Der IL6 ELISA wurde analog zu 2.9.1 entsprechend des für den Kit etablierten Verfahrens durchgeführt. Untersucht wurde der Überstand DC von dem Ansatz II.2.2.1. Nach 2 Tagen Inkubation wurden von dem Überstand 50 µl entnommen und analysiert. Gemessen wurde die Absorption bei 550-620 nm.

II.2.5.3 IL12 ELISA

Der IL12 ELISA wurde analog zu 2.9.1 entsprechend des für den Kit etablierten Verfahrens durchgeführt. Untersucht wurde der Überstand DC von dem Ansatz 2.2.1. Nach 2 Tagen Inkubation wurde von dem Ansatz 50 µl des Überstands entnommen und analysiert. Gemessen wurde die Absorption bei 550-620 nm.

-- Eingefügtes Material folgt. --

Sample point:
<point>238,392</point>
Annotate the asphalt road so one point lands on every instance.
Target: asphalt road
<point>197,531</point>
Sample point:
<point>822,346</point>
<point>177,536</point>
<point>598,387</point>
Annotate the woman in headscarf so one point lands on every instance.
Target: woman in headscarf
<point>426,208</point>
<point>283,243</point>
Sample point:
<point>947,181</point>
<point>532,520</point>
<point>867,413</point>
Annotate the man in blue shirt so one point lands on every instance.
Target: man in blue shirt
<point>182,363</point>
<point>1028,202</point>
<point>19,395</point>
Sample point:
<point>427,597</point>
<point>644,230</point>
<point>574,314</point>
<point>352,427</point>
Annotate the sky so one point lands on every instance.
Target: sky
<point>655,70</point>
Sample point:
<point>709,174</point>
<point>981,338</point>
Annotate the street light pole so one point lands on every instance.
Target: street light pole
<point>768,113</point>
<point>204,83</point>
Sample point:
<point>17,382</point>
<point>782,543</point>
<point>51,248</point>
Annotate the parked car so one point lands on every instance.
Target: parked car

II.2.6 Einfrieren und Auftauen von Zellen

Einzufrierende Zellen wurden in PB-Medium gewaschen, in Einfriermedium (90% F-Medium, 10% DMSO) resuspendiert und in Kryoröhrchen sofort bei –70°C eingefroren. DMSO diffundiert in die Zellen, wo es die Zerstörung der Zellmembram durch die rasche Kristallbildung beim Einfrieren verhindert. Nach 5 Tagen wurden die Zellen zur längerfristigen Aufbewahrung in flüssigen Stickstoff transferiert.

Zur Rekultivierung wurden die Zellen im 37° C warmen Wasserbad aufgetaut, in F-Medium aufgenommen, bei 2000 U/min 4 min zentrifugiert und anschließend in dem entsprechenden Medium resuspendiert.

II.2.7 Statistische Methoden

Für die Auswertung der Daten wurde der gepaarte Student´s t-Test verwendet. Analysiert wurden die Unterscheide zwischen unreifen DC, die mit LPS behandelt wurden in Gegenwart oder Abwesenheit von IL10, sowie zwischen mit hIL10 und ebvIL10 behandelten DC.

Die mittels Durchflußzytometer erhobenen Daten wurden mit der CellQuest Software ausgewertet und konnten in einem Dotplot oder Histogramm dargestellt werden.

Als signifikant wurden p-Werte kleiner als 0,05 betrachtet.